Nasza Loteria SR - pasek na kartach artykułów

Fabryka Łączników pracuje na pół gwizdka, grożą zwolnienia z pracy

Janusz Petz
W Fabryce Łączników funkcjonuje jeszcze wydział obróbki mechanicznej, ale do pracy przychodzi tylko połowa zatrudnionych w nim osób.
W Fabryce Łączników funkcjonuje jeszcze wydział obróbki mechanicznej, ale do pracy przychodzi tylko połowa zatrudnionych w nim osób. T. Klocek
Ponad 300 osób zatrudnionych w radomskiej Fabryce Łączników wysłano od poniedziałku na urlopy i na tzw. postojowe. Związki zawodowe otrzymały od dyrekcji trzy propozycje uchronienia firmy przed bankructwem.

Mogą się zgodzić na zwolnienie 128 osób, zaakceptować zmniejszenie wynagrodzenia, albo zgodzić się na pracę w systemie - trzy dni pracy w tygodniu za mniejszą pensję.

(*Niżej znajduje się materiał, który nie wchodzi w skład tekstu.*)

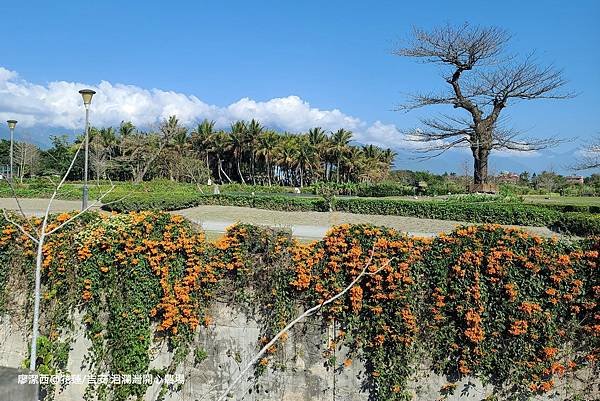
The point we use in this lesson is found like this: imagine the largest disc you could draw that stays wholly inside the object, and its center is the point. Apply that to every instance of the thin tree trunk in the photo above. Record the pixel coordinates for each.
(240, 171)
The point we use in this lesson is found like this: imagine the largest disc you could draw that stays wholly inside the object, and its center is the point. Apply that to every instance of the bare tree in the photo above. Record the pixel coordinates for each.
(139, 150)
(38, 237)
(482, 80)
(27, 157)
(591, 157)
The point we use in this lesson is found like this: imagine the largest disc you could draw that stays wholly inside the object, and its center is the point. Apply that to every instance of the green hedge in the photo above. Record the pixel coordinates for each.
(583, 224)
(572, 208)
(575, 223)
(478, 212)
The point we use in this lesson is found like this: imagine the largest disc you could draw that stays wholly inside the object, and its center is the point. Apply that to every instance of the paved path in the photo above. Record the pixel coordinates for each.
(308, 225)
(32, 206)
(315, 224)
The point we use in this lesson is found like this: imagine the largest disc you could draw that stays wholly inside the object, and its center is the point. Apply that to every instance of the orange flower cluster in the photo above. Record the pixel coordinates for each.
(518, 327)
(474, 332)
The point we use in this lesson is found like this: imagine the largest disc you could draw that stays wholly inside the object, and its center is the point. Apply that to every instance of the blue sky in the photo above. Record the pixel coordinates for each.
(333, 55)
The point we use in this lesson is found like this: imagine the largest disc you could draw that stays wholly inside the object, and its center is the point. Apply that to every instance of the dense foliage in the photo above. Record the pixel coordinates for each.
(468, 208)
(517, 311)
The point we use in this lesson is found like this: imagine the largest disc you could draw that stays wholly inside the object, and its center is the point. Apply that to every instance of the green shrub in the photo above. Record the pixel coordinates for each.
(582, 224)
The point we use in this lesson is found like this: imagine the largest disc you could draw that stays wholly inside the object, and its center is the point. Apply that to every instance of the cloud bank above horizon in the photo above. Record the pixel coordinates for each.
(58, 104)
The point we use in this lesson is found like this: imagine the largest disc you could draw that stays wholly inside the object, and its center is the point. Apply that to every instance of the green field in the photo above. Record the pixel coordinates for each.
(562, 200)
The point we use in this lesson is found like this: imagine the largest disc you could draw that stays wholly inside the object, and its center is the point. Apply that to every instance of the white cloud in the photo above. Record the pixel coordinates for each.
(58, 104)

Produkcję w Fabryce Łączników wstrzymano na dwa tygodnie. W praktyce zatrzymano pracę odlewni, natomiast kilka wydziałów jeszcze pracuje - obrabiane są elementy żeliwne, które już zostały wyprodukowane w odlewni.

W sumie pracuje jeszcze około 200 osób spośród liczącej 511 osób załogi. Warto dodać, że już w grudniu w zakładzie miał miejsce pierwszy przestój produkcyjny.

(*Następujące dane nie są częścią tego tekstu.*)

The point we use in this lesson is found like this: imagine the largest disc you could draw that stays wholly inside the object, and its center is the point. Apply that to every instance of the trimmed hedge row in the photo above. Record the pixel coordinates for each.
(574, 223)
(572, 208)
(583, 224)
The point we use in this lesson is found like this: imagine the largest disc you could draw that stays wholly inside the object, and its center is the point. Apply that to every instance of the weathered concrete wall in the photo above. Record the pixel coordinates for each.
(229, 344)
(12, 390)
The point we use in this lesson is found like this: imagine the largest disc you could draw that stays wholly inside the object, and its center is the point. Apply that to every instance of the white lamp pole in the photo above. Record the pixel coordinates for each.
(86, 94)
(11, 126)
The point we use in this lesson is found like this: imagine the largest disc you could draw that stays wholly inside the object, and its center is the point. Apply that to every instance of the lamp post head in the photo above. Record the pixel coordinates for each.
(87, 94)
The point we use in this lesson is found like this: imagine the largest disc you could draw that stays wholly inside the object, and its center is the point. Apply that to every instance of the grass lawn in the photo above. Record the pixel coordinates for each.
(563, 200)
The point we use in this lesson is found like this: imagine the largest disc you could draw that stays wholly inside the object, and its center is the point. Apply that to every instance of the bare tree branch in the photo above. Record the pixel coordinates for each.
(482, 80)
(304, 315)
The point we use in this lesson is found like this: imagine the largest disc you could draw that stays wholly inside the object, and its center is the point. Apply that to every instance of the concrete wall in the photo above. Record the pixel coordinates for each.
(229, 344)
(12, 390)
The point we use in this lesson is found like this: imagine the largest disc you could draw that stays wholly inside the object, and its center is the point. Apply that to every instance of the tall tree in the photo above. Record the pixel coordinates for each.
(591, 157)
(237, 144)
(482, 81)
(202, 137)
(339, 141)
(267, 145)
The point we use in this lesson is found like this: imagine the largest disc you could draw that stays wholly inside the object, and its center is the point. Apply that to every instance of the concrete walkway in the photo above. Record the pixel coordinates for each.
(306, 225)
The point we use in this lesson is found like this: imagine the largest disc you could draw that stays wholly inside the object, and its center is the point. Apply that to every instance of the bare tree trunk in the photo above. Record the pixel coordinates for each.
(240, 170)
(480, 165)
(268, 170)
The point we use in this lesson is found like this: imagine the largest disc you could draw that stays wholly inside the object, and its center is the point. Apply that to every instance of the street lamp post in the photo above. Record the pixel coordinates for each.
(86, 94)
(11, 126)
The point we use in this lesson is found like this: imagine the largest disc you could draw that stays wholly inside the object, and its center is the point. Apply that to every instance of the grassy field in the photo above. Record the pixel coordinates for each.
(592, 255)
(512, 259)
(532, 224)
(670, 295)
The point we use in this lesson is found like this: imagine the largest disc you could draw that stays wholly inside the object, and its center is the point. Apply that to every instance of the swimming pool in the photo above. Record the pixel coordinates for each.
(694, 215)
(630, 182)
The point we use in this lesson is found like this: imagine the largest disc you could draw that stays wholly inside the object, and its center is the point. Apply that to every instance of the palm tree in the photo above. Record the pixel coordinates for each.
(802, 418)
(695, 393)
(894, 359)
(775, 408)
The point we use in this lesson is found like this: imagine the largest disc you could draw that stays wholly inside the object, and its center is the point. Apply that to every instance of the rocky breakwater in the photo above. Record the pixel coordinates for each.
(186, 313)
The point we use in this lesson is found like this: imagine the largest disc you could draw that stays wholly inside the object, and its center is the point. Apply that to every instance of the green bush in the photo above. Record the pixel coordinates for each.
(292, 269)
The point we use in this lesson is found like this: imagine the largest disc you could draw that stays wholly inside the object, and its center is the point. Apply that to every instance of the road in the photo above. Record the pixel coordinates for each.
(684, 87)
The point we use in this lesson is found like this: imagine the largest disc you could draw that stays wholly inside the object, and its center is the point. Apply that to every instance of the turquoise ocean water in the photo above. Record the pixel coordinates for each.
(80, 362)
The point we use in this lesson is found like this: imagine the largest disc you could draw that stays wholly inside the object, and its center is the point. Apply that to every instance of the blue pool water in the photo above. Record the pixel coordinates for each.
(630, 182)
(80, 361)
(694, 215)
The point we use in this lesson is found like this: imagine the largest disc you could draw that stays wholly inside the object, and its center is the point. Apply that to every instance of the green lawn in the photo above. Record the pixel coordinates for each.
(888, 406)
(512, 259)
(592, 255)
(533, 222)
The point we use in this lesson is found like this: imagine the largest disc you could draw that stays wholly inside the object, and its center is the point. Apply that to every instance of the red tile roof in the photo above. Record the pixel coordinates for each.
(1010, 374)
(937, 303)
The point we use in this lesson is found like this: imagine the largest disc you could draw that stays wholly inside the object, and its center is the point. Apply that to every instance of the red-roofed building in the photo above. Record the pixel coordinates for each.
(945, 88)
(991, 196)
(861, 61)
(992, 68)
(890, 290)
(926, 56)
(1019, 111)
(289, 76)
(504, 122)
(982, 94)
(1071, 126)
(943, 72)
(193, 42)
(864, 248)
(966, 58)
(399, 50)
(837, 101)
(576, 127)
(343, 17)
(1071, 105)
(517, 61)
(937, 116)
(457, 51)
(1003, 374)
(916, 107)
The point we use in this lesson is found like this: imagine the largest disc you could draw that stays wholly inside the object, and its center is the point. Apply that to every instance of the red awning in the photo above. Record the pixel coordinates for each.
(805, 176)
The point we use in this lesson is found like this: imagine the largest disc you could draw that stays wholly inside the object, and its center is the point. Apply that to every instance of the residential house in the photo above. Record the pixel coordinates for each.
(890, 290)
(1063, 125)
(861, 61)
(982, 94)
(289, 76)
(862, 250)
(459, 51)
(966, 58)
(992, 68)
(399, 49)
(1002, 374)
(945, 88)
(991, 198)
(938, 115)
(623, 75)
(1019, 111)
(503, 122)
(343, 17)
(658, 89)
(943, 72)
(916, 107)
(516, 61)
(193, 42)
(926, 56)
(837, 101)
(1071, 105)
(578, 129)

- Dotknął nas kryzys ekonomiczny, ale mimo wszystko jestem dobrej myśli. W styczniu mieliśmy bardzo dobrą sprzedaż i czekamy na wiosenne ożywienie na rynku. Mamy szansę otrzymać też wsparcie finansowe ze strony naszego właściciela, czyli ministerstwa skarbu państwa - mówi Stanisław Piwowarski, prezes zarządu Fabryki Łączników.

Zdaniem prezesa ratunkiem dla firmy może być też uruchomienie produkcji żeliwa wyższej jakości, tzw. żeliwa szarego. Jest ono wykorzystywane do produkcji elementów np. sieci kanalizacyjnych, klocków hamulcowych, albo sprzętu AGD.

Zwolnienia grupowe, albo mniejsze pensje

Jednak póki co związki zawodowe otrzymały propozycje uchronienia zakładu przed bankructwem. Pierwsza z nich przewiduje zawieszenie wypłaty premii i dodatków. Druga zwolnienie z pracy 128 osób, a trzecia wprowadzenie systemu pracy w ograniczonym wymiarze godzin. Polega on na tym, że osoba zatrudniona pracuje tylko przez 3 dni w tygodniu i otrzymuje około 70 procent wynagrodzenia.

- Chcemy zrobić wszystko co możliwe, aby uchronić wszystkie miejsca pracy. Propozycja trzydniowego tygodnia pracy pozwalałaby zmniejszyć koszty i przetrwać najgorszy okres. Dodam, że mniejszą pensję otrzymywaliby wszyscy - również pracownicy administracyjni i członkowie kierownictwa firmy - powiedział Stanisław Piwowarski.

Chcemy wiedzieć jaka jest kondycja firmy

Trzy związki zawodowe w zakładzie odrzuciły jednak na razie wszystkie propozycje.
- Są one nie do przyjęcia. W ogóle nie możemy rozmawiać o jakichkolwiek planach naprawy sytuacji fabryki, bo w ogóle nie znamy sytuacji finansowej. Nie chcemy, aby te negocjacje wyglądały jak rozmowa ślepego z głuchym. Chcielibyśmy też poznać plan restrukturyzacji zakładu, a raczej domagamy się, aby taką restrukturyzację przeprowadzono, bo dobry projekt dla zakładu został już wcześniej przygotowany - mówi Henryk Sawiczyński, szef zakładowej Solidarności.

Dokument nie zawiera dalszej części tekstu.